What we can conclude from this is that we must see a higher silver bullion price or leading primary silver producers must cut back on production which will reduce the supply of silver. The all-in-sustaining costs place a floor under the silver bullion investment as it cannot go down below that price floor and stay there which reduces the downside risk for silver bar and coin investors. The other factor that feeds into this price floor is the inflation levels that the world is seeing because silver mining is very energy intensive, making the cost of energy very important to a silver miner’s costs and by extension the silver bullion price. 

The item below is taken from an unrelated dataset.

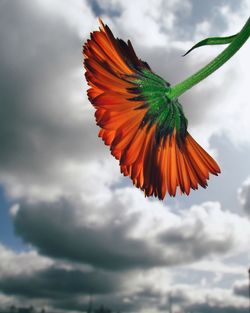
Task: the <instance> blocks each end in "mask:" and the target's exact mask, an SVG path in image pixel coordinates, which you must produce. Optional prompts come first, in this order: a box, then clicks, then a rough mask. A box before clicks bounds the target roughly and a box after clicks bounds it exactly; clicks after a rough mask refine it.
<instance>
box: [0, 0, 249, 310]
mask: <svg viewBox="0 0 250 313" xmlns="http://www.w3.org/2000/svg"><path fill="white" fill-rule="evenodd" d="M249 9H250V4H249V1H248V0H238V1H235V0H210V1H199V0H186V1H183V0H168V1H163V0H133V1H122V0H71V1H67V0H53V1H49V0H33V1H28V0H11V1H10V0H0V308H7V307H9V306H10V305H12V304H15V305H17V306H29V305H33V306H35V307H37V308H45V309H46V310H47V311H53V312H70V311H71V312H73V311H75V312H80V311H81V312H83V311H84V310H86V308H87V306H88V302H89V299H90V296H91V297H92V300H93V305H94V307H97V306H99V305H100V304H103V305H105V306H107V307H109V308H111V309H112V310H115V311H120V312H145V313H156V312H167V311H168V309H169V299H171V301H170V302H171V303H172V312H175V313H177V312H179V313H184V312H185V313H187V312H190V313H191V312H200V313H207V312H213V313H225V312H227V313H232V312H234V313H246V312H248V310H247V307H248V298H247V296H248V289H247V288H248V287H247V270H248V268H249V266H250V251H249V247H250V161H249V155H250V123H249V121H250V120H249V116H250V105H249V95H248V92H249V80H250V77H249V65H250V61H249V48H250V46H249V42H248V43H246V44H245V45H244V47H243V48H242V49H241V50H240V51H239V52H238V53H237V54H236V55H235V56H234V57H233V59H232V60H230V61H229V62H228V63H227V64H226V65H224V66H223V67H222V68H221V69H220V70H219V71H217V72H216V73H215V74H213V75H212V76H210V77H209V78H208V79H206V80H205V81H203V82H202V83H201V84H199V85H198V86H196V87H194V88H193V89H192V90H190V91H188V92H187V93H186V94H184V95H183V96H182V97H181V98H180V99H179V100H180V102H181V103H182V104H183V107H184V111H185V113H186V115H187V117H188V118H189V130H190V132H191V134H192V135H193V136H194V138H195V139H196V140H197V141H198V142H199V143H201V144H202V145H203V146H204V147H205V148H206V149H208V151H209V152H210V153H211V154H212V155H213V156H214V157H215V158H216V160H217V161H218V163H219V164H220V167H221V170H222V173H221V175H220V176H219V177H211V179H210V181H209V185H208V188H207V189H206V190H204V189H199V190H197V191H193V192H191V194H190V196H189V197H187V196H177V197H176V198H171V199H170V198H166V199H165V200H164V201H163V202H160V201H158V200H155V199H145V198H144V195H143V193H142V192H141V191H140V190H137V189H135V188H133V187H132V186H131V182H130V180H129V179H128V178H124V177H123V176H121V175H120V172H119V166H118V163H117V161H116V160H115V159H114V158H113V157H112V156H111V155H110V153H109V150H108V149H107V147H105V146H104V145H103V143H102V142H101V140H99V139H98V138H97V133H98V129H97V127H96V126H95V121H94V117H93V115H94V109H93V108H92V107H91V105H90V103H89V102H88V100H87V97H86V89H87V85H86V82H85V79H84V70H83V66H82V62H83V59H82V54H81V52H82V45H83V43H84V42H85V40H86V39H87V38H88V37H89V33H90V32H91V31H93V30H95V29H97V28H98V21H97V17H98V16H101V17H102V18H103V20H104V22H105V23H107V24H108V25H109V26H110V28H111V29H112V30H113V32H114V34H115V36H118V37H121V38H123V39H125V40H126V39H130V40H131V41H132V43H133V45H134V48H135V50H136V51H137V54H138V55H139V56H140V57H141V58H142V59H144V60H146V61H147V62H148V63H149V64H150V66H151V68H152V69H153V70H154V71H155V72H157V73H158V74H160V75H161V76H162V77H164V78H165V79H166V80H167V81H169V82H170V83H172V84H174V83H177V82H179V81H181V80H182V79H184V78H186V77H187V76H188V75H190V74H191V73H193V72H194V71H196V70H197V69H199V68H200V67H201V66H202V65H204V64H206V63H207V62H208V61H209V60H210V59H211V58H213V57H214V56H215V55H216V54H218V53H219V51H221V50H222V49H223V47H202V48H200V49H197V50H196V51H194V52H193V53H192V54H191V55H190V56H187V57H185V58H182V57H181V55H182V54H183V53H184V52H185V51H186V50H187V49H189V48H190V47H191V46H192V44H193V43H195V42H196V41H198V40H201V39H203V38H206V37H209V36H223V35H231V34H234V33H236V32H238V31H239V30H240V29H241V27H242V26H243V24H244V23H245V21H246V19H247V17H248V13H249Z"/></svg>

An excellent example of this was the silver price crash after the great recession of 2008 in which silver spot prices collapsed to below $10/oz but silver spot prices came back up to the cost of mining. At the same time, the demand for new cars and new houses fell and so the demand for the new supply of copper, zinc, lead, and tin also fell which led to the silver spot price spiking by several multiples. The outbreak of the pandemic in 2020 caused silver to fall well below the price of mining costs which have been rising due to inflation. At the time of writing the interest rate increases by central banks are causing demand for housing to fall, causing demand for primary metals that have mines that also contain silver is going to fall dramatically. This makes it likely that silver is following the kind of pattern that it tracked after 2008 in which silver prices were low, and demand for primary industrial metals is likely to continue to fall. It is very possible given the small market cap of the annual silver mining supply that silver will take out its previous record high and break $50/oz within the next few years. 

It is worth noting that when silver spot prices and the physical silver price often disperse when volatility is high. During the silver spot price crash in 2008, investors were still paying close to the silver price before the crash occurred to secure physical silver bars and coins. Further, when silver prices spike higher there is a rush of investors looking to sell at the same time which can cause the physical silver price to be much lower than the silver futures price as physical bar supply exceeds demand. Regardless of an investor’s perspective of the silver price movement, silver’s unique properties mean that the risk versus reward for allocating some of one’s investment portfolio into silver bullion is in the buyer’s favor.